木村教授はまず、衛星写真の解像度と観測範囲の裏腹な関係について丁寧に説明を行った。観測方法についてもいくつかの種類があり、それによって衛星の種類も異なる。それに次いで重要なのは観測頻度だが、これには軌道を理解する必要がある。(森林の状況を、解像度を上げて観ようとすると)画素を細かく撮るには、軌道を低くすれば可能だ。ただし範囲が狭くなってしまう。もちろんレンズを大きくするという方法もあるが、その分測定器は重くなる。従ってどれくらい細かく、どれくらいの範囲をどれくらいの頻度で測定したいかということを考え、それにはどれくらいの重さのものをどれくらいの高さに飛ばせばよいかを決めていくことになる。リアルタイム性が必要であれば、それが最も高いのは静止軌道だ。気象衛星はそのために静止軌道に打ち上げられているが、距離が遠くなるため解像度は低くなる。また、衛星写真には受動的なものと能動的なものがあり、受動的なものは太陽の光をうけて撮影する光学衛星、能動的なものは自ら電波を発しそれを受け取るレーダー衛星だ。後者は夜間でも、雲があっても測定できる。
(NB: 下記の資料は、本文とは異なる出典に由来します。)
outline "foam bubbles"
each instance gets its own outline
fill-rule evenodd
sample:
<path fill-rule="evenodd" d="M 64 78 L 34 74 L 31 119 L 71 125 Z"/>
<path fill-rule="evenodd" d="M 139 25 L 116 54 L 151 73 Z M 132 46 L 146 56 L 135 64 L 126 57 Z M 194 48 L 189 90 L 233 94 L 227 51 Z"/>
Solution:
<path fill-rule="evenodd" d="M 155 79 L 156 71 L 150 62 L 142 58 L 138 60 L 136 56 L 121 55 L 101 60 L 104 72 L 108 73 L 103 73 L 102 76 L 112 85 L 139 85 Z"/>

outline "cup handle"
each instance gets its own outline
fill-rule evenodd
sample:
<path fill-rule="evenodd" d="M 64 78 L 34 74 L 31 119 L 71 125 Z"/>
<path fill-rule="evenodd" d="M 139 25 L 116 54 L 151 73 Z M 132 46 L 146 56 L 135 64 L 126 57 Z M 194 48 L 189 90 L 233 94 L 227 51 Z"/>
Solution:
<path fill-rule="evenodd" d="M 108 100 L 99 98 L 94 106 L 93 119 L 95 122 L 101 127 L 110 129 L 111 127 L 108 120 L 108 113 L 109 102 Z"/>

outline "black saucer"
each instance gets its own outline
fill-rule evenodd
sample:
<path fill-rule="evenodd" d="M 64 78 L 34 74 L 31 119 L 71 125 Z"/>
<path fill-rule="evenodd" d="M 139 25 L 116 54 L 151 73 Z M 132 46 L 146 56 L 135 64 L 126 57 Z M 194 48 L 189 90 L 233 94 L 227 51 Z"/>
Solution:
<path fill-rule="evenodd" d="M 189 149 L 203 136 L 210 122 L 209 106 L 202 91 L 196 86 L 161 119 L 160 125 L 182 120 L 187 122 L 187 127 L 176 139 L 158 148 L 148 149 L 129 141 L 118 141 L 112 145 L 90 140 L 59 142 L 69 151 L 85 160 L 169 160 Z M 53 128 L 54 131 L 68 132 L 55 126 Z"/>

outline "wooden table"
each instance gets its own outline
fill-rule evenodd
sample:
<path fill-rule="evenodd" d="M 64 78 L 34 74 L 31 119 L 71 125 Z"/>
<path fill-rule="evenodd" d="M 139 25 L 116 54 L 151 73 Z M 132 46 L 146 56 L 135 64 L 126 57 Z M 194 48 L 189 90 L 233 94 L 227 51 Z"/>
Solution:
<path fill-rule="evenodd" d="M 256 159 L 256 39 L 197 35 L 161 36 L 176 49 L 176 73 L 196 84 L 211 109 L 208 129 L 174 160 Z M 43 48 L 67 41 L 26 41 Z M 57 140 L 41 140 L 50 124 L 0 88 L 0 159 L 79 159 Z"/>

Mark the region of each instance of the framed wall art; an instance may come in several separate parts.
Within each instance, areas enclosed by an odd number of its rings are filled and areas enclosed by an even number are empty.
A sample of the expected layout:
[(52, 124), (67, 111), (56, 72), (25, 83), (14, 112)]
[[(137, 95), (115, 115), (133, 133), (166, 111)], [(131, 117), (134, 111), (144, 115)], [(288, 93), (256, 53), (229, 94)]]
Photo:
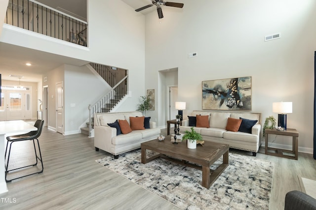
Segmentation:
[(155, 110), (155, 90), (147, 90), (147, 97), (150, 98), (149, 101), (149, 109), (148, 110)]
[(251, 110), (251, 77), (202, 81), (202, 109)]

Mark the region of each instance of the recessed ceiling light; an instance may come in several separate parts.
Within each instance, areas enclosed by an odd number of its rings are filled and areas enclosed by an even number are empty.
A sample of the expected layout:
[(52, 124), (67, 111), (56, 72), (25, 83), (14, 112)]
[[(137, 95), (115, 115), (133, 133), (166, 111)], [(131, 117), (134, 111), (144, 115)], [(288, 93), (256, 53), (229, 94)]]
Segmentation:
[(23, 78), (23, 77), (24, 77), (24, 76), (22, 76), (22, 75), (14, 75), (13, 74), (10, 74), (9, 75), (9, 77), (17, 77), (18, 78)]

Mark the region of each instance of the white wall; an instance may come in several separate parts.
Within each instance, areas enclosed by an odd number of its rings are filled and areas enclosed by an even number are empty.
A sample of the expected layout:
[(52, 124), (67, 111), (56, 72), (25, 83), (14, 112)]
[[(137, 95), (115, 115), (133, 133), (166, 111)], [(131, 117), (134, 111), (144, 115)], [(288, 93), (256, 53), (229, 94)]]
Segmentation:
[[(252, 111), (262, 113), (263, 121), (277, 119), (272, 103), (292, 101), (287, 127), (299, 132), (300, 150), (312, 152), (316, 1), (178, 1), (183, 9), (163, 7), (161, 23), (157, 13), (146, 15), (145, 89), (164, 90), (157, 72), (178, 67), (186, 116), (201, 110), (201, 81), (251, 76)], [(264, 41), (278, 32), (280, 39)], [(195, 52), (198, 57), (188, 58)], [(154, 118), (162, 114), (156, 111)], [(279, 137), (275, 143), (291, 144)]]
[(80, 132), (81, 124), (89, 119), (89, 104), (92, 105), (111, 88), (103, 79), (96, 79), (86, 66), (65, 65), (64, 72), (64, 132), (67, 135)]
[[(145, 84), (139, 82), (145, 80), (145, 17), (135, 12), (131, 7), (120, 0), (93, 0), (88, 1), (88, 48), (21, 29), (13, 30), (3, 28), (0, 41), (87, 60), (87, 63), (94, 62), (127, 69), (128, 90), (133, 97), (127, 98), (125, 103), (117, 111), (135, 110), (139, 96), (144, 95), (145, 89)], [(71, 93), (77, 93), (72, 95), (76, 99), (71, 97), (72, 99), (69, 102), (72, 103), (72, 101), (76, 101), (85, 103), (85, 104), (80, 104), (82, 107), (87, 107), (89, 104), (96, 102), (84, 100), (85, 95), (80, 92), (74, 92), (73, 90), (69, 88), (73, 86), (68, 85), (68, 83), (73, 85), (73, 81), (72, 79), (69, 80), (71, 77), (68, 76), (76, 77), (74, 75), (77, 70), (73, 67), (70, 68), (71, 70), (68, 75), (64, 72), (65, 68), (63, 65), (52, 69), (45, 75), (48, 81), (43, 82), (43, 86), (49, 86), (48, 106), (54, 113), (49, 112), (48, 123), (48, 126), (53, 129), (56, 128), (56, 119), (54, 117), (55, 111), (53, 108), (56, 105), (54, 88), (56, 82), (64, 81), (65, 96), (68, 95), (67, 89)], [(78, 70), (79, 74), (77, 76), (79, 76), (82, 71), (80, 68), (78, 68)], [(82, 84), (84, 83), (77, 85)], [(100, 96), (97, 94), (93, 96)], [(65, 103), (68, 100), (68, 98), (66, 98)], [(78, 104), (76, 103), (76, 104)], [(69, 105), (65, 104), (66, 109)], [(81, 111), (80, 109), (81, 107), (76, 106), (76, 111), (74, 108), (67, 110), (64, 125), (67, 132), (72, 133), (74, 129), (78, 130), (78, 127), (75, 127), (77, 125), (74, 121), (74, 115), (78, 114), (78, 112)], [(68, 111), (70, 113), (68, 113)], [(71, 124), (72, 121), (74, 123)]]

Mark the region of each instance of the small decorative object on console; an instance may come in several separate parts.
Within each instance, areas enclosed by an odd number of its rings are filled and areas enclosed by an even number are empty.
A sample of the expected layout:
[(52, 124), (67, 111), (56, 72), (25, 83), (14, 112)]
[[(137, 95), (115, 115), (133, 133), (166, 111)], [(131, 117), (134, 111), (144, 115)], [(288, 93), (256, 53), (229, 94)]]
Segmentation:
[(276, 129), (277, 130), (284, 130), (284, 128), (281, 126), (276, 127)]

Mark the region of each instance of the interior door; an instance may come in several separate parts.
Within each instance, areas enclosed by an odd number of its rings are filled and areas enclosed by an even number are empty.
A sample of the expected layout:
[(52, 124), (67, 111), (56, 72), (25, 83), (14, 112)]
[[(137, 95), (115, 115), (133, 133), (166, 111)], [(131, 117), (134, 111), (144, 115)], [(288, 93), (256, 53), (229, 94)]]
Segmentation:
[(170, 87), (169, 94), (169, 120), (176, 119), (178, 110), (176, 109), (176, 101), (178, 101), (178, 87)]
[(56, 85), (56, 131), (63, 134), (64, 87), (62, 82)]

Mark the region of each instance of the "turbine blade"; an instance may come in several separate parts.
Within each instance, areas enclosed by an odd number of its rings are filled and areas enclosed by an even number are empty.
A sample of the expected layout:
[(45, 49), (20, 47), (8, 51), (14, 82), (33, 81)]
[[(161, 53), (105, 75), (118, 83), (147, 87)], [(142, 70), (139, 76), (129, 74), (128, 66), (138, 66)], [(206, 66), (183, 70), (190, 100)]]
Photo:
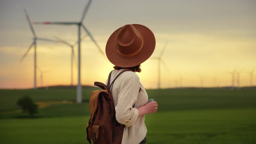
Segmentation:
[(26, 15), (26, 20), (29, 23), (29, 25), (30, 25), (30, 29), (31, 29), (31, 31), (32, 31), (32, 33), (33, 33), (33, 35), (35, 37), (36, 37), (36, 33), (35, 33), (35, 31), (34, 30), (34, 29), (33, 28), (33, 26), (32, 26), (32, 24), (31, 23), (31, 21), (30, 21), (30, 17), (29, 16), (29, 15), (28, 14), (26, 10), (25, 9), (23, 9), (24, 13)]
[(91, 2), (92, 2), (92, 0), (89, 0), (89, 1), (88, 2), (88, 3), (87, 3), (87, 4), (86, 4), (85, 7), (85, 9), (84, 10), (84, 12), (83, 13), (83, 15), (82, 16), (82, 19), (81, 19), (81, 21), (80, 21), (81, 23), (82, 22), (83, 20), (84, 20), (84, 19), (85, 19), (85, 15), (87, 13), (87, 11), (88, 11), (88, 9), (89, 9), (89, 7), (90, 7), (90, 5), (91, 5)]
[(27, 50), (26, 51), (26, 52), (25, 52), (25, 53), (23, 55), (23, 56), (21, 58), (21, 59), (20, 59), (20, 62), (22, 62), (22, 61), (23, 60), (23, 59), (24, 59), (24, 58), (25, 58), (25, 57), (26, 57), (26, 55), (27, 54), (27, 53), (30, 51), (30, 49), (31, 49), (31, 47), (32, 47), (32, 46), (35, 44), (34, 43), (35, 43), (35, 42), (33, 42), (33, 43), (32, 43), (30, 45), (30, 47), (29, 47), (29, 48), (27, 49)]
[(60, 38), (59, 38), (59, 37), (56, 36), (53, 36), (53, 37), (54, 37), (55, 38), (55, 39), (56, 39), (58, 41), (61, 42), (61, 43), (64, 43), (64, 44), (66, 44), (66, 45), (69, 46), (71, 46), (71, 45), (68, 43), (67, 42), (60, 39)]
[(85, 26), (83, 24), (82, 25), (82, 26), (83, 28), (85, 29), (85, 30), (86, 32), (86, 33), (87, 33), (87, 34), (88, 35), (88, 36), (90, 36), (90, 37), (91, 38), (91, 39), (92, 39), (92, 41), (93, 41), (93, 42), (94, 42), (94, 43), (95, 43), (95, 45), (96, 45), (96, 46), (97, 46), (97, 47), (98, 49), (99, 49), (100, 52), (101, 52), (101, 53), (105, 57), (105, 54), (104, 54), (104, 52), (100, 49), (99, 46), (98, 46), (98, 44), (96, 42), (96, 41), (95, 40), (95, 39), (94, 39), (92, 37), (92, 35), (91, 34), (91, 33), (90, 33), (90, 32), (89, 32), (89, 31), (87, 29), (86, 29), (86, 28), (85, 27)]
[[(84, 39), (88, 36), (88, 35), (85, 35), (84, 36), (82, 36), (82, 37), (80, 39), (80, 41), (82, 41), (82, 40), (83, 39)], [(74, 44), (74, 45), (73, 45), (73, 46), (76, 46), (76, 45), (77, 45), (78, 44), (78, 41), (77, 42), (75, 42), (75, 43)]]
[(165, 45), (164, 46), (164, 48), (162, 49), (162, 51), (161, 51), (161, 53), (160, 53), (160, 58), (162, 57), (162, 56), (163, 56), (163, 54), (164, 53), (164, 49), (166, 48), (166, 46), (167, 46), (167, 42), (165, 43)]
[(158, 58), (158, 57), (151, 57), (150, 59), (159, 59), (159, 58)]
[(56, 40), (51, 39), (49, 39), (37, 38), (37, 39), (39, 40), (42, 40), (42, 41), (48, 41), (48, 42), (55, 42), (55, 43), (57, 42), (57, 41)]
[(72, 25), (72, 24), (78, 24), (79, 23), (77, 22), (34, 22), (33, 23), (34, 24), (56, 24), (56, 25)]
[(41, 72), (41, 73), (42, 74), (42, 73), (43, 73), (43, 71), (42, 71), (42, 70), (40, 68), (39, 68), (38, 66), (36, 66), (36, 69), (37, 69), (40, 72)]
[(162, 59), (161, 59), (161, 62), (162, 62), (163, 64), (164, 65), (164, 66), (165, 67), (165, 68), (166, 68), (166, 69), (167, 69), (167, 71), (168, 71), (168, 72), (170, 72), (170, 71), (169, 70), (169, 69), (168, 69), (168, 67), (167, 67), (167, 65), (166, 65), (166, 64), (165, 64), (165, 62), (164, 62), (164, 61)]

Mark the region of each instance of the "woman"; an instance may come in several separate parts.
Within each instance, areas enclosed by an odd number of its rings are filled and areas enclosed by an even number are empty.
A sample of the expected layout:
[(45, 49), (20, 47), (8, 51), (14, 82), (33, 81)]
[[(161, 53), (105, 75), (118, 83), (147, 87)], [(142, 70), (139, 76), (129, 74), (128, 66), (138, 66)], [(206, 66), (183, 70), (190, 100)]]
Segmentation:
[[(126, 25), (116, 30), (106, 45), (106, 54), (115, 65), (110, 82), (123, 69), (110, 89), (114, 99), (117, 121), (125, 125), (122, 144), (144, 144), (147, 128), (145, 115), (155, 112), (157, 102), (147, 103), (145, 88), (135, 72), (140, 72), (140, 64), (152, 55), (155, 46), (153, 33), (139, 24)], [(107, 83), (108, 82), (107, 82)]]

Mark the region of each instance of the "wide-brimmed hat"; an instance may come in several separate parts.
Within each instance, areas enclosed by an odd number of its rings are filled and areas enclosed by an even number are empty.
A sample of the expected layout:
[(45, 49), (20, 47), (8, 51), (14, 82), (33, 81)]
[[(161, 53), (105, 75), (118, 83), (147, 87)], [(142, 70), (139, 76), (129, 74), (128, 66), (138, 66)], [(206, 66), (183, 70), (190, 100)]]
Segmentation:
[(106, 55), (114, 65), (131, 67), (148, 59), (155, 47), (155, 39), (149, 29), (140, 24), (127, 24), (110, 36), (106, 45)]

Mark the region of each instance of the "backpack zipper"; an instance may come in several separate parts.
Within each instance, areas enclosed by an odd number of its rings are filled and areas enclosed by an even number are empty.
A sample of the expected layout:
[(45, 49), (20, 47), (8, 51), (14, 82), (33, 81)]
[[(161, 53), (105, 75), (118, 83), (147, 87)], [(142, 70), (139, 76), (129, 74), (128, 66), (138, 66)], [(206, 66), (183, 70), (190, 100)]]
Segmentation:
[(106, 105), (107, 106), (107, 108), (108, 108), (108, 114), (110, 115), (110, 109), (109, 108), (109, 107), (108, 105)]

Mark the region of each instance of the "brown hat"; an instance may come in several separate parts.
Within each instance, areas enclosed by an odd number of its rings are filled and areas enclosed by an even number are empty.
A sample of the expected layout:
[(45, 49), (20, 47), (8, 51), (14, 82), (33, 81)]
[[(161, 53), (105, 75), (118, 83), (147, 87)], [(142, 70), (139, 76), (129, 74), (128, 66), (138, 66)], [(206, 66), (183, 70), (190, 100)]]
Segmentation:
[(115, 65), (133, 67), (148, 59), (155, 46), (154, 36), (149, 29), (138, 24), (127, 24), (110, 36), (106, 45), (106, 55)]

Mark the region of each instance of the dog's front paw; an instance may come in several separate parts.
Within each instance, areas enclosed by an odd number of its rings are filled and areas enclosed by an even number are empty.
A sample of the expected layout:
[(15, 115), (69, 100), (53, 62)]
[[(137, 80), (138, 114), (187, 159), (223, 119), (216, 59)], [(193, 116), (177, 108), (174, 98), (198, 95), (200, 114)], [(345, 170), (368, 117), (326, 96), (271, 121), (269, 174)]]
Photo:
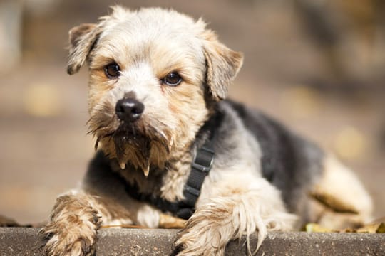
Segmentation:
[(47, 240), (46, 255), (92, 255), (95, 252), (96, 230), (99, 225), (99, 218), (96, 213), (87, 220), (72, 215), (67, 218), (67, 221), (51, 222), (41, 230)]
[(174, 255), (220, 256), (225, 254), (226, 245), (233, 233), (225, 230), (229, 220), (226, 215), (213, 216), (207, 213), (207, 211), (197, 211), (190, 218), (186, 227), (178, 233)]
[(94, 253), (101, 218), (89, 201), (81, 199), (79, 195), (57, 199), (51, 221), (41, 230), (46, 240), (46, 255), (86, 256)]

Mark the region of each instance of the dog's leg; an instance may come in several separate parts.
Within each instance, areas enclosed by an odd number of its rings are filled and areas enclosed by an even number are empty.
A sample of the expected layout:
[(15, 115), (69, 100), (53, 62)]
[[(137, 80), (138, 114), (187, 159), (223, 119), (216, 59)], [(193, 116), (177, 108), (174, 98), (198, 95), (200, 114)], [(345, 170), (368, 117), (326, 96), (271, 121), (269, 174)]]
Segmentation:
[[(41, 230), (47, 242), (48, 255), (91, 255), (95, 251), (96, 232), (101, 225), (146, 225), (141, 219), (155, 220), (153, 208), (125, 198), (127, 206), (111, 198), (84, 191), (71, 191), (59, 196), (49, 223)], [(128, 210), (126, 207), (130, 207)], [(143, 216), (144, 215), (144, 217)], [(149, 218), (151, 217), (151, 218)], [(155, 216), (155, 217), (154, 217)], [(147, 218), (145, 218), (147, 217)]]
[(331, 229), (360, 226), (371, 220), (370, 196), (354, 174), (332, 156), (325, 158), (324, 172), (312, 195), (312, 222)]
[[(297, 218), (287, 213), (278, 191), (262, 178), (249, 178), (215, 186), (215, 196), (197, 208), (179, 234), (178, 255), (223, 255), (230, 240), (256, 230), (257, 250), (268, 230), (292, 229)], [(247, 249), (252, 254), (248, 239)]]
[(96, 230), (101, 224), (98, 214), (103, 206), (83, 191), (61, 196), (51, 213), (49, 223), (41, 230), (48, 239), (48, 255), (91, 255)]

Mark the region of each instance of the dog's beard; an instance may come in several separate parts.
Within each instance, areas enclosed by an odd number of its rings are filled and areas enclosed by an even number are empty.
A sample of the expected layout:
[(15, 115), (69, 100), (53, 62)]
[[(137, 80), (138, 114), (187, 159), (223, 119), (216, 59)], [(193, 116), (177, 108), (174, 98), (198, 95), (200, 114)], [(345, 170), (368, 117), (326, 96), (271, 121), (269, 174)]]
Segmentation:
[(88, 122), (89, 133), (96, 137), (96, 149), (101, 144), (101, 149), (111, 159), (116, 159), (122, 169), (129, 163), (142, 169), (146, 176), (150, 166), (163, 167), (173, 142), (164, 124), (155, 122), (156, 125), (151, 125), (142, 119), (125, 123), (107, 113), (101, 112)]

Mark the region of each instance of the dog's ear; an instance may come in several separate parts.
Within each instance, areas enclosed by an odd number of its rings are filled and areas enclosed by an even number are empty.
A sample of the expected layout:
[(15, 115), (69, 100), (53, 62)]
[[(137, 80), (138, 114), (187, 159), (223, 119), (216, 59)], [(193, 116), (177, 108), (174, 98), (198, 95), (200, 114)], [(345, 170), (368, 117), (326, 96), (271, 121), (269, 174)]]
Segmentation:
[(211, 31), (205, 32), (204, 52), (206, 58), (206, 82), (215, 100), (227, 96), (229, 85), (243, 63), (243, 54), (220, 43)]
[(101, 32), (100, 24), (84, 23), (69, 31), (69, 59), (67, 73), (79, 70)]

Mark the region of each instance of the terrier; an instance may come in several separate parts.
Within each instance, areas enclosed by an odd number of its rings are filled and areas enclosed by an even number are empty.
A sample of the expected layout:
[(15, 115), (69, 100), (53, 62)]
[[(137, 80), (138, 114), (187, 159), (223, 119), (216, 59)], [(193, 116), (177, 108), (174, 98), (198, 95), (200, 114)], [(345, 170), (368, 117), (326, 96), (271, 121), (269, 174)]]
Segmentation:
[(42, 230), (47, 255), (92, 255), (104, 225), (183, 227), (175, 254), (222, 255), (254, 232), (258, 247), (270, 230), (370, 218), (371, 198), (349, 169), (225, 100), (243, 57), (204, 21), (112, 9), (69, 32), (68, 73), (89, 67), (88, 124), (100, 151), (81, 187), (57, 198)]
しかし自ら電波を発信するため、大きなエネルギーが必要となる。つまり太陽電池をたくさん積み、発生した熱を捨てなければならない。衛星が小さくなればなるほど面積が小さくなるため廃熱が難しくなる。そうすると連続運用が難しくなるという点がジレンマだ。他にも前者は色を見ることができるが、後者は色の違いは判らず、形を測定することができるが、物性を調べることには向かない。前回の勉強会で解説をされたシンスペクティブは、このタイプの衛星を打ち上げている。逆に前者の光学衛星を沢山打ち上げているベンチャー企業もある。アクセルスペースなどだ。

 もう一つ、物性に関わる情報は反射光のスペクトラムによって解析することがある。ハイパースペクトラムカメラといって、ある一点における光の分光を収集することで対象物の物性を分析することができる。経産省は世界最大解像度のハイパースペクトラム測定器HUSUIを持っている。ところがこれは重すぎて、衛星に搭載することができず、今ISSに設置されている。センサーとして素晴らしく多くのデータを提供することができるが、ISSの軌道からしか計測できない制約がある。更に解像度も高く(つまりは測定範囲が狭く)、たまたま真下にこないと撮影できない。従って逆に衛星ベンチャーは一般的に、低軌道で小型の衛星をたくさん打ち上げ、互いにカバーすることを目指している。

 当研究室でも、比較的広い範囲を可視光線で撮り、ただ普通のカメラではなく赤外域まで取れるようフィルターを工夫したものを作成している。これで植生の状況を見ることができると考えている。もちろんバンドを調整すれば別のものも撮影でき、250kgぐらいでキューブサットでも打ち上げることができる。先ほどお話のあった、生物多様性、森林破壊のモニタリングに活用することができるのではないかと考えている。[千絵1]

 今後の議論としては“どこで計測するか”が重要だ。リアルタイム性を求めて細かいデータを取っていくのであれば、小型衛星をうまく活用してそこに搭載可能なセンサーを開発していくのがポイントだろう。また今後の勉強会の議論になると思うが、センサーを下に置いて、そのデータを衛星で集めるという技術もある。そういうやり方もある。議論のきっかけになれば幸いである。


今後求められること

 これから日本企業がEUの法令などによって、サプライヤーが集中するインドネシア上空のデータをもっと求めたとしても、2年以内に必要な情報は供給されるだろうか。EUなどの規制がなかったとしても、物理的なリスクは上昇しており、日本企業ももっと衛星写真などの情報を得たいと思うかもしれない。その時、衛星データの方は十分に提供されるだろうか。利用が増えるのが見込まれれば衛星の打ち上げも活発化するかもしれないが、卵が先か鶏が先か。日本ではなかなか大型の初期投資が行われないと言われてきた。木村教授は今後打ち上げ予定のコンステレーションで相乗りをして、データを収集していく方法もあるという。まずは必要なデータは何か、議論をさらに高める必要があるだろう。